The Bible is a divine work-the very words of God. It is also a profoundly human book, dealing in real life. Throughout the pages of Scripture, the lowest lows are juxtaposed against divine hope and promise. Often we see this in a single passage, and it should tell us something about reality: pain and hardship are real and profound in this fallen world, but God’s goodness is greater still, and it is present during the darkest of times.
Psalm 31 is a perfect of example of this. It moves from rejoicing and gladness in verses 7-8, to distress, sorrow, and despair in verses 9-13. But then it shifts back again as verses 14-24 are an expression of trust, hope, and faith in light of God’s goodness and restoration. It reads a little like a hike in the mountains. You start fresh and hopeful, but sink into discouragement and exhaustion as the trail keeps winding up and up with no end in sight. But, eventually, you do make it to the top and enjoy majestic vistas as far as the eye can see.
So often, we create a false dichotomy in which the difficult parts of life leave no room for hope or thankfulness, and the good times wipe away all memory of the hard times (or the realization they will come again). We wallow in pain and get high on happiness, forgetting that each is just as real when we are experiencing the other. In short, we forget reality as God describes it in His Word.
James 1 tells us, “Consider it a great joy, my brothers and sisters, whenever you experience various trials, because you know that the testing of your faith produces endurance” (vv. 2-3). First Peter 4 says we shouldn’t be surprised when trials come, though we often are, and should instead rejoice (vv. 12-13). Wallowing in misery would seem to be the natural response to tough times, and yet we’re supposed to be thankful? Yes, and here’s why: everything that’s true of God when life is good is just as true when life falls apart. The same joys that lead us to spiritual highs are real when we are at our lowest. God is God even when we cannot see what He is doing or why He is doing it. He is working, and when our faith is tested we come out stronger, deeper, and wiser.
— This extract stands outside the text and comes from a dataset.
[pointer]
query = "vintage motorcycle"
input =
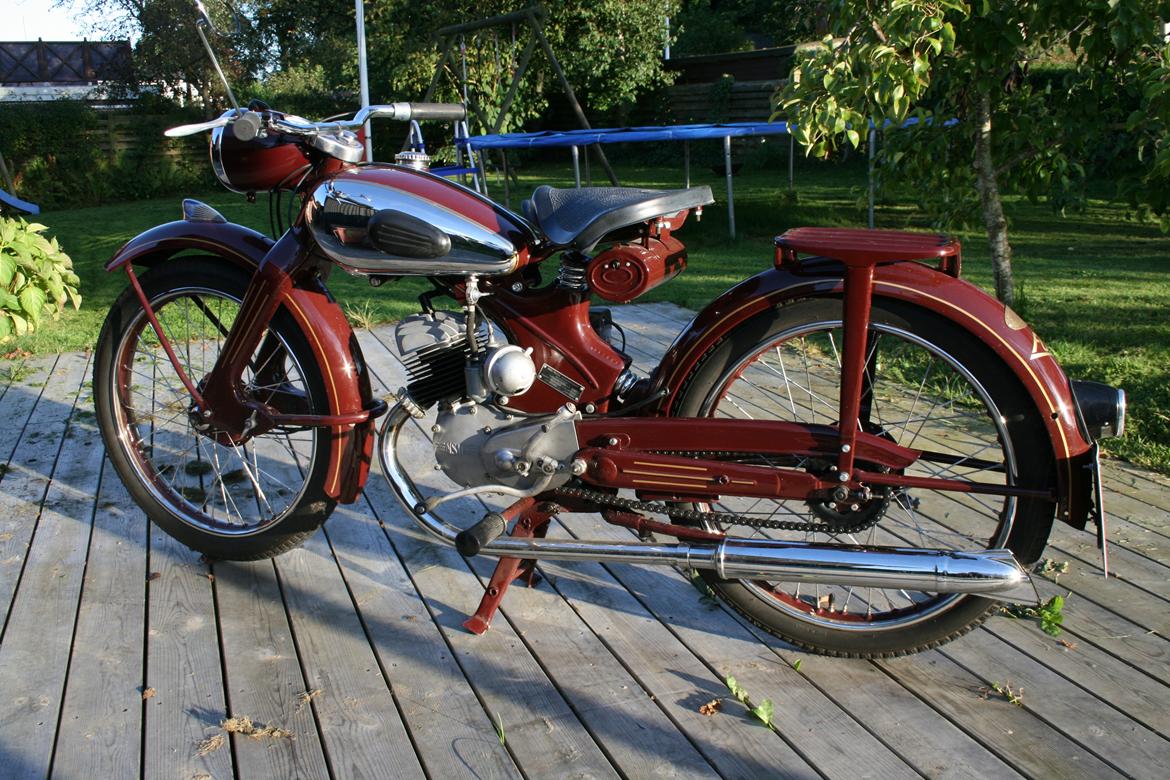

Thankfulness and suffering are not opposites. They are a cord of two strands. Followers of Christ have so much to be thankful for in every circumstance. Our problem is that we are often only thankful for our circumstances instead of being thankful in them. So when (not if) you go through trials, remember that Scripture is both perfectly divine and profoundly human. In it, God speaks and says, “For I will satisfy the weary soul, and every languishing soul I will replenish” (Jeremiah 31:25, ESV). There are times when we are weary. And there are times when we languish. In those times, we need to listen to what God’s Word is telling us, not what our circumstances are saying.